Let’s start with the basics: e-cigarettes are cigarette-looking devices that are powered up by a battery. They heat up a liquid that contains nicotine and create a mist that is inhaled by the smoker. This process is now widely known as vaping, a lighter version of smoking.
While a study conducted by high school students, which was published in the Journal American Medical Association (JAMA), suggested that people who tried e-cigarettes are exposed to trying traditional cigarettes too, health experts have failed to provide accurate insight as to how healthy or unhealthy e-cigarettes actually are.
In short, the previously mentioned research was conducted over a six-month period and kept in touch with approximately 2,500 US students. It was concluded that around one third of the e-cigarette users attempted to smoke other types of tobacco. The traditional smokers had a way lower “try rate” as only 8 percent of them tried other forms of tobacco.
Professor Peter Hajek, from the University of London, interpreted this result in a different manner, stating that “the people who were attracted to e-cigarettes are, in fact, the same people who are attracted to smoking”. His interpretation was also enforced by professor Simon Chapman from the University of Sydney.
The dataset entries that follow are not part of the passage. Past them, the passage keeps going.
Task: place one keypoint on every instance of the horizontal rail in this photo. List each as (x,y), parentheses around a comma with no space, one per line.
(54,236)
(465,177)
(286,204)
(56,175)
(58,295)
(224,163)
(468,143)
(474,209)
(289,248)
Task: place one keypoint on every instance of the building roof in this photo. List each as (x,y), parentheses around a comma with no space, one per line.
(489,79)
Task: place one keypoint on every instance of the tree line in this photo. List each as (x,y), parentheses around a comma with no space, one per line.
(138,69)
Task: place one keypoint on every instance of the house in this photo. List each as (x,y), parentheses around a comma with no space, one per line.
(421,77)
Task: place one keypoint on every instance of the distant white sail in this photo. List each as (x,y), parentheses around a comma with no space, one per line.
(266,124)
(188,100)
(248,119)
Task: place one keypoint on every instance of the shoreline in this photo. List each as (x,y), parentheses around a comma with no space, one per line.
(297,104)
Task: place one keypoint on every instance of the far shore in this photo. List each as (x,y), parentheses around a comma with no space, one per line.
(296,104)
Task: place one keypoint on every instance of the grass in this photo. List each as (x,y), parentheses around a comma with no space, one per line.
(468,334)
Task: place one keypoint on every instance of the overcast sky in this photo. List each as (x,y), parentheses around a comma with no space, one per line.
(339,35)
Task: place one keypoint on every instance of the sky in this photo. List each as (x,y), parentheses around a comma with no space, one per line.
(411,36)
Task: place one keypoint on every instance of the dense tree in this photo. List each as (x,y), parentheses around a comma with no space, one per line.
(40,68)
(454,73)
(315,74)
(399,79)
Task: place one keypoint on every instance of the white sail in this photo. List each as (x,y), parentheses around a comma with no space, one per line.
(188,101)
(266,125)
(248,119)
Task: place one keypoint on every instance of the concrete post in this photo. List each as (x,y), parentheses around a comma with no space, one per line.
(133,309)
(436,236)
“Critics of studies say that it’s simply because the ones who smoke e-cigarettes are the ones who are risk-takers… it’s a plausible response, except … it’s likely there are going to be quite a few people within those kids who took up vaping who may have never taken up cigarettes otherwise.”
Professor Chapman believes that once teenagers had crossed the line, tier interest would grow and there might be no coming back from that. But he also mentioned that e-cigarettes are well known for being less dangerous to health than traditional cigarettes, especially after researchers from Public Health England found out that they could help smokers give up the habit for good.
In the end, the second study demonstrated that there is no link between e-cigarettes and picking up smoking, contrary to the JAMA’s results.
It seems as though proper information can deb found by investigating the matter further or by simply accepting that smoking is a decision-based activity. Anybody can do it as long as they believe they can do it and want to do it.